The 1986 Wellington City mayoral election was part of the New Zealand local elections held that same year. In 1986, elections were held for the Mayor of Wellington plus other local government positions including twenty-one city councillors. The polling was conducted using the standard first-past-the-post electoral method.
Background
The election saw one-term Mayor Ian Lawrence defeated by local advertising agent Jim Belich. 1986 also saw the Labour Party win their first ever majority of seats on the Council.[1] Electoral reforms were implemented at the 1986 municipal elections, the method of electing councillors at large which had been used since 1901 was replaced with a ward system of local electoral districts.[2]

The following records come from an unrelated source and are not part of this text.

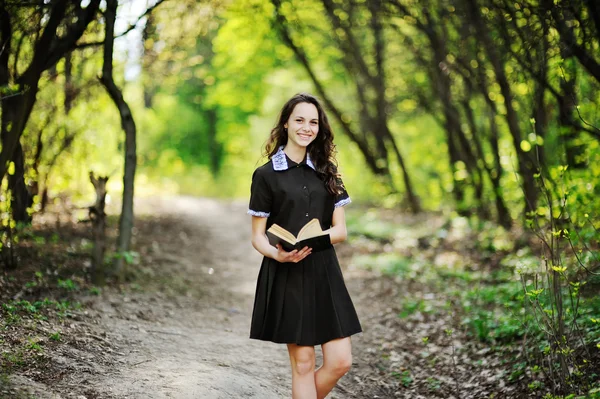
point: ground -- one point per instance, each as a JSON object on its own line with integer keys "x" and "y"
{"x": 183, "y": 333}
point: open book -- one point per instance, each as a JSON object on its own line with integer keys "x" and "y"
{"x": 310, "y": 236}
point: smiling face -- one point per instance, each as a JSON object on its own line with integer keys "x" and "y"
{"x": 303, "y": 124}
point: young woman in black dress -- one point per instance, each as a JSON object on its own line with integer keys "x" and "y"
{"x": 301, "y": 299}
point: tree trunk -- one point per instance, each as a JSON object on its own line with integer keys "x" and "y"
{"x": 525, "y": 163}
{"x": 126, "y": 219}
{"x": 215, "y": 148}
{"x": 21, "y": 199}
{"x": 98, "y": 219}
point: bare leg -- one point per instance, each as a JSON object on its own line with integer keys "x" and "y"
{"x": 302, "y": 359}
{"x": 337, "y": 359}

A major issue faced by the council during the term was the increasingly unpopular practice of raw sewage discharge into the sea. The two main candidates, Lawrence and Belich, had been friends for nearly twenty years adding a more personal element to the election than normal.[3] The two had first met in the late-1960s when Lawrence, as a member of the Jaycees, helped organise a fundraising international ball for a UNICEF, which Belich was president of. Both agreed to a "peace pact" to fight fair in the election.[4] Highlighting the unpopular council sewage scheme both the Labour Party and the Wellington Clean Water Campaign ran a hostile ad campaign against Lawrence and the Citizens' Association. Lawrence responded, stressing that the sewage scheme was a collective decision of the council, not a personal decision of his. In the last week of the campaign Labour launched a series of particularly controversial advertisements on Lawrence and the council. One newspaper ad showed a toilet on the beach, linking to the clean water campaign to stop raw sewage discharge at Moa Point. Lawrence was angered by the attack which reneged on a pact between the two to fight fair. Belich professed that he did not intend for any personal offence.[5]
Ultimately Belich defeated Lawrence by over 2,000 votes, a significant turnaround from Lawrence's 8,000 vote win in 1983.[6] The sewage issue was key to the result which Lawrence said he was both surprised and disappointed that voters judged him on that issue alone. He was also critical of the amount of campaign spending on advertising, with his opponents spending more than double what he did. The hostility of the sewage ads left him feeling bitter, but did not blame Belich personally.[7]